# Double thick walls



## bassmaster17327 (Apr 6, 2011)

A few years ago we bought an abandoned house in southern WV that had a tree fallen on it to be out future home. Anyway during the remodel I had to drill a hole through an exterior block wall, that is when I found that the wall was double thick. It had a row of cinderblock then about a ten inch empty space and then another row of block, I do not know if all the exterior walls are that way or not. Even one of the interior walls is block. What is the reason for two rows of cinderblock and the gap between them?


----------



## Bearfootfarm (Jul 13, 2006)

If the gap between them were filled with gravel,, you'd have a *bulletproof* wall.
If insulated, it would be very energy efficient.
Even an empty space cuts down on heat transfer.

As to why *THIS *one was built this way, only the builder konws


----------



## TnAndy (Sep 15, 2005)

We built our home with double 2x4 walls on the exterior, separated by a 1" air space between them. Only place they touch is the 3/4" plywood plate on top that connect the two together. Makes for a super insulated wall.

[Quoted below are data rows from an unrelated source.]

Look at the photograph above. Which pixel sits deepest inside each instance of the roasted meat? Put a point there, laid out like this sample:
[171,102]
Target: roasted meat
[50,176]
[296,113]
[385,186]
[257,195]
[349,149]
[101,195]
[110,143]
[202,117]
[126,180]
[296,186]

As for your cinderblock walls, you should be able to tell if any of the others are double thick by looking at the depth of window/door openings......if they look extra deep, that wall is double thick too.


----------



## wharton (Oct 9, 2011)

Very late in the "ice age", before refridgeration, a local built one of the last ice houses, used to store block ice, cut from our local lakes. It was a large barn, built of block. The walls were two rows of 8" standard concrete block, with an 8-10" gap between. The void was packed full of sawdust. The goal was to keep block ice solid from March to next ice season, so it must of been a very effective way to build a super-insulated wall.


----------



## dirtman (Sep 15, 2011)

You should be happy. That air space makes your block house habitable. It also provides extra thermal mass. If only you could pump foam into that cavity you could cut your heat bill by two thirds if the attic had decent insulation.


----------



## fishhead (Jul 19, 2006)

A secret storage space? Maybe try running a light and a mirror into the wall.


----------



## Ross (May 9, 2002)

Single story or multiple? Could be to add strength too.


----------



## bassmaster17327 (Apr 6, 2011)

It has a first floor with LR,DR and kitchen and then the upstairs would have been the attic and it has two bedrooms and a batroom. I do not think it was originally a house because before the small addition was built tere would have been no way to get to the upstairs, the addition is where the stairs are. The whole hose even with the addition is only 1100 sq feet


----------



## no1butcherman (Sep 6, 2007)

Hmm, you got me thinking. I'm gonna have to check my walls. My house is cinder block built in the 50's I think. It's t-shaped 120' x 30' one way 30' x 100' the other on the inside.


----------



## farminghandyman (Mar 4, 2005)

what does that make a 24" to 30" wall?


----------